The Internetworking Terms and Acronyms online guide can be found at http://www.cisco.com/univercd/cc/td/doc/cisintwk/ita/index.htm. The Cisco Systems Terms and Acronyms online guide can be found at http://www.cisco.com/univercd/cc/td/doc/cisintwk/ita/cisco12.htm.
These vulnerabilities are documented in the Bug Toolkit as Bug IDs CSCdv83490 and CSCdx35823, and can be viewed after 2002 November 21 at 1600 UTC. To access this tool, you must be a registered user and you must be logged in.
-
There are no workarounds for these vulnerabilities. The Cisco PSIRT recommends that affected users upgrade to a fixed software version of code.
-
DDTs—Description
Fixed Releases
CSCdv83490—While processing initial contact notify messages the PIX does not delete duplicate ISAKMP SAs with the peer.
6.0.4 and later
6.1.4 and later
6.2.1 and later
CSCdx35823—Buffer overflow while doing HTTP traffic authentication using TACACS+ or RADIUS.
5.2.9 and later
6.0.4 and later
6.1.4 and later
6.2.2 and later
The procedure to upgrade to the fixed software version is detailed at http://www.cisco.com/univercd/cc/td/doc/product/iaabu/pix/pix_sw/index.htm.
-
The Cisco PSIRT is not aware of any malicious use of the vulnerabilities described in this advisory.
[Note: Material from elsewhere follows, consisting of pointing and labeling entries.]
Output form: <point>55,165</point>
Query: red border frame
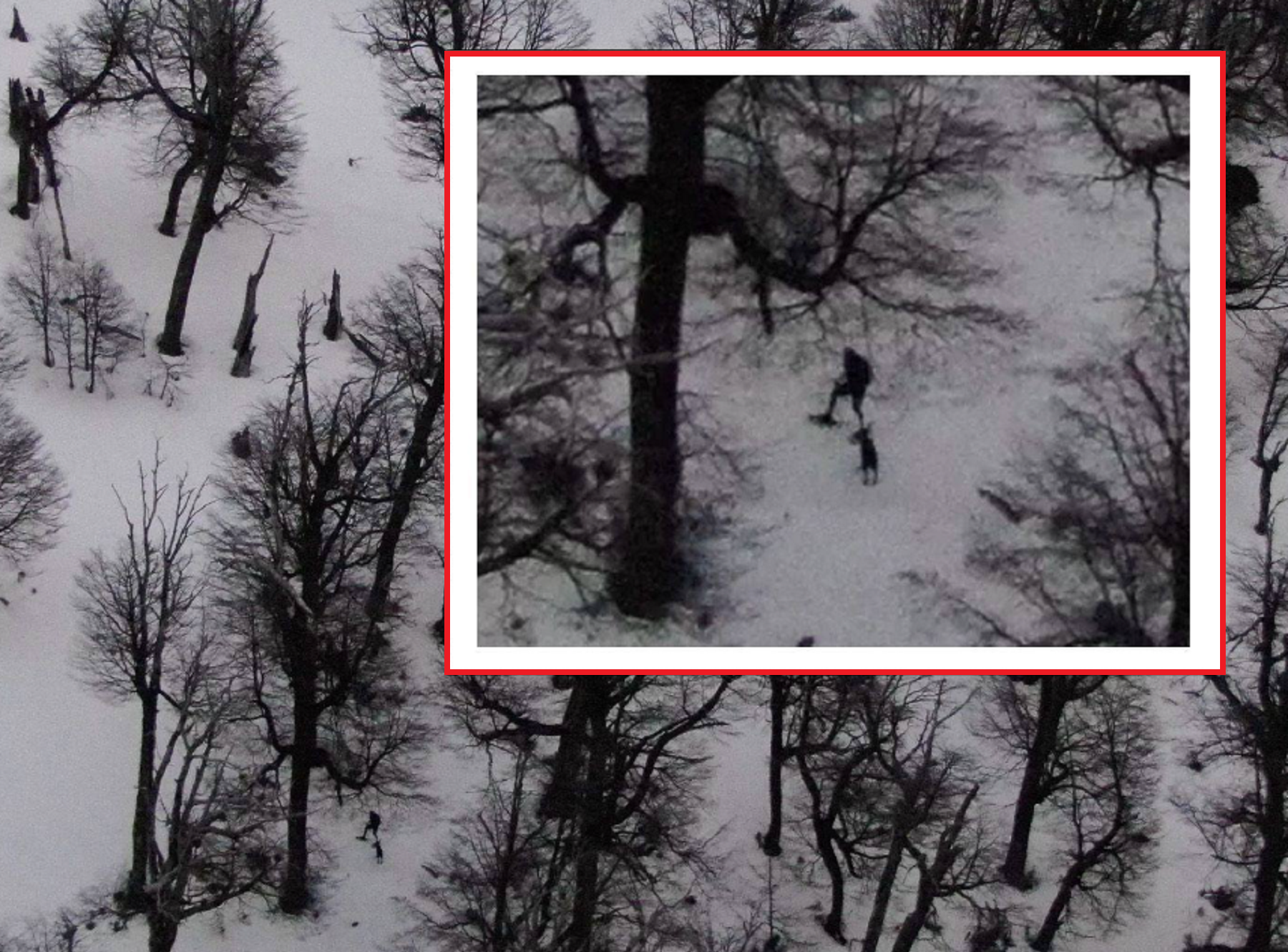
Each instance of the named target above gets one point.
<point>447,204</point>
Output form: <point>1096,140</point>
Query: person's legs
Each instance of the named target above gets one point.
<point>839,391</point>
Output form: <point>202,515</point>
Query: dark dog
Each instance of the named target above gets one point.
<point>853,384</point>
<point>867,455</point>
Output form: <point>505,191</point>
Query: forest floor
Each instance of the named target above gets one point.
<point>805,548</point>
<point>829,548</point>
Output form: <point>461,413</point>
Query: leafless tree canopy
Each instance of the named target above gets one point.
<point>32,492</point>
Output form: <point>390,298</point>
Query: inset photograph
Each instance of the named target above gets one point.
<point>834,361</point>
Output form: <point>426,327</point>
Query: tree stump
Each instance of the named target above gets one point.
<point>16,110</point>
<point>246,326</point>
<point>334,319</point>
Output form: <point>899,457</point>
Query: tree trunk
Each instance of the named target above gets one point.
<point>334,319</point>
<point>885,889</point>
<point>177,185</point>
<point>835,921</point>
<point>203,220</point>
<point>772,842</point>
<point>162,932</point>
<point>1273,853</point>
<point>1179,626</point>
<point>145,808</point>
<point>294,897</point>
<point>246,326</point>
<point>592,820</point>
<point>1050,709</point>
<point>650,572</point>
<point>1055,913</point>
<point>26,172</point>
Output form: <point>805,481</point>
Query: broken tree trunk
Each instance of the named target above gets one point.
<point>334,319</point>
<point>22,124</point>
<point>43,143</point>
<point>246,328</point>
<point>16,114</point>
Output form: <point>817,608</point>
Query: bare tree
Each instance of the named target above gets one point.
<point>213,67</point>
<point>1030,727</point>
<point>951,25</point>
<point>1095,541</point>
<point>12,362</point>
<point>220,820</point>
<point>624,777</point>
<point>296,539</point>
<point>411,39</point>
<point>884,792</point>
<point>98,307</point>
<point>494,887</point>
<point>1244,713</point>
<point>684,196</point>
<point>401,334</point>
<point>35,285</point>
<point>135,606</point>
<point>32,492</point>
<point>1108,807</point>
<point>732,25</point>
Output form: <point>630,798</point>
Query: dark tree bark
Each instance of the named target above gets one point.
<point>650,573</point>
<point>1055,694</point>
<point>203,220</point>
<point>932,878</point>
<point>414,470</point>
<point>772,842</point>
<point>1051,702</point>
<point>1273,853</point>
<point>14,107</point>
<point>145,807</point>
<point>885,889</point>
<point>177,185</point>
<point>243,341</point>
<point>162,932</point>
<point>22,129</point>
<point>594,810</point>
<point>294,894</point>
<point>334,319</point>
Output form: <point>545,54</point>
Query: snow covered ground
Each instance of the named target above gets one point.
<point>811,550</point>
<point>64,777</point>
<point>66,774</point>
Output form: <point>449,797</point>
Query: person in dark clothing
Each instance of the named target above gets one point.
<point>853,384</point>
<point>867,455</point>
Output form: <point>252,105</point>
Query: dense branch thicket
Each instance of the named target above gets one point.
<point>721,159</point>
<point>32,492</point>
<point>411,39</point>
<point>135,604</point>
<point>298,538</point>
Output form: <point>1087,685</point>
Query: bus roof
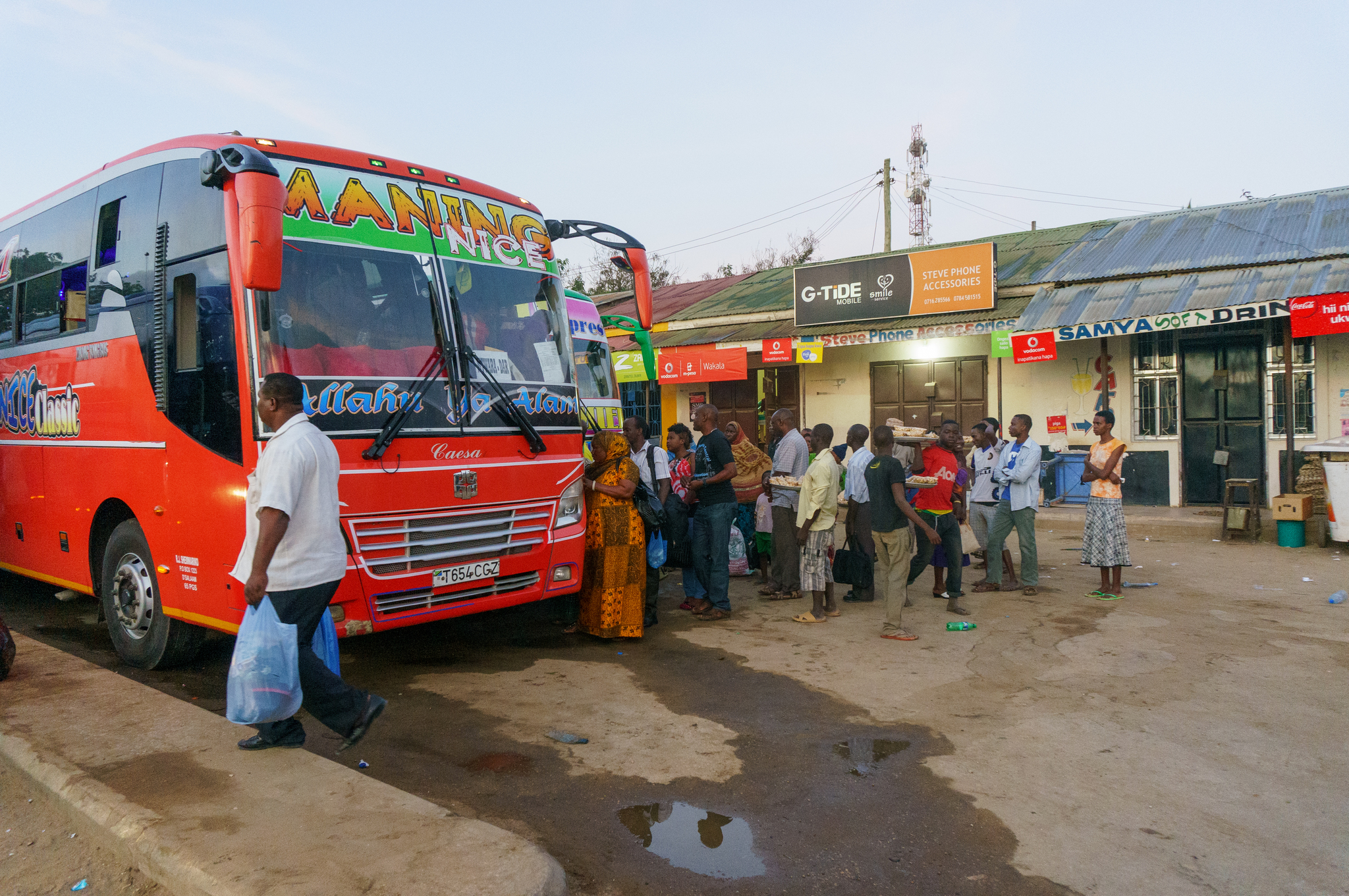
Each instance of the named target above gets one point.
<point>296,150</point>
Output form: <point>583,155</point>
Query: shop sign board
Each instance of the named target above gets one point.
<point>629,367</point>
<point>1319,314</point>
<point>1178,321</point>
<point>777,350</point>
<point>711,365</point>
<point>958,278</point>
<point>1033,347</point>
<point>941,332</point>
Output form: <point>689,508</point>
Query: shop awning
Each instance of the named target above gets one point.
<point>1165,296</point>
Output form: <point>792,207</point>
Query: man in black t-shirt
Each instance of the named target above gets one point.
<point>714,468</point>
<point>891,531</point>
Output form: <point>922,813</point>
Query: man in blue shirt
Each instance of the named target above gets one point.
<point>1016,481</point>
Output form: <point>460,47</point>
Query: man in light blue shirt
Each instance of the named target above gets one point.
<point>858,523</point>
<point>1016,479</point>
<point>791,458</point>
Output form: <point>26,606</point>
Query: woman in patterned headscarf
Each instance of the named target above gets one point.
<point>614,575</point>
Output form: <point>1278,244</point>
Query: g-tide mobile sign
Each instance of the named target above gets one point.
<point>934,282</point>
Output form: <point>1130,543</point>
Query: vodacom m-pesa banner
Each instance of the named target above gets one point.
<point>1033,347</point>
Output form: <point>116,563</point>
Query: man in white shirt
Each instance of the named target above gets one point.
<point>655,468</point>
<point>294,556</point>
<point>858,522</point>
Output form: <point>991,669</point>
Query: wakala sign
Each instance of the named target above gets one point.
<point>935,282</point>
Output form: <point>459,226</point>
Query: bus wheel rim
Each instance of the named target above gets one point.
<point>134,593</point>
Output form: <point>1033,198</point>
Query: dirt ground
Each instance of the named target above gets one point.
<point>1188,739</point>
<point>38,853</point>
These vulnerabilities were reported to PSIRT by Cisco engineering and customers.
-
To learn about Cisco security vulnerability disclosure policies and publications, see the Security Vulnerability Policy. This document also contains instructions for obtaining fixed software and receiving security vulnerability information from Cisco.
-
Revision 1.0
2002-Nov-20
Initial public release
-
THIS DOCUMENT IS PROVIDED ON AN "AS IS" BASIS AND DOES NOT IMPLY ANY KIND OF GUARANTEE OR WARRANTY, INCLUDING THE WARRANTIES OF MERCHANTABILITY OR FITNESS FOR A PARTICULAR USE. YOUR USE OF THE INFORMATION ON THE DOCUMENT OR MATERIALS LINKED FROM THE DOCUMENT IS AT YOUR OWN RISK. CISCO RESERVES THE RIGHT TO CHANGE OR UPDATE THIS DOCUMENT AT ANY TIME.
A stand-alone copy or paraphrase of the text of this document that omits the distribution URL is an uncontrolled copy, and may lack important information or contain factual errors. The information in this document is intended for end-users of Cisco products.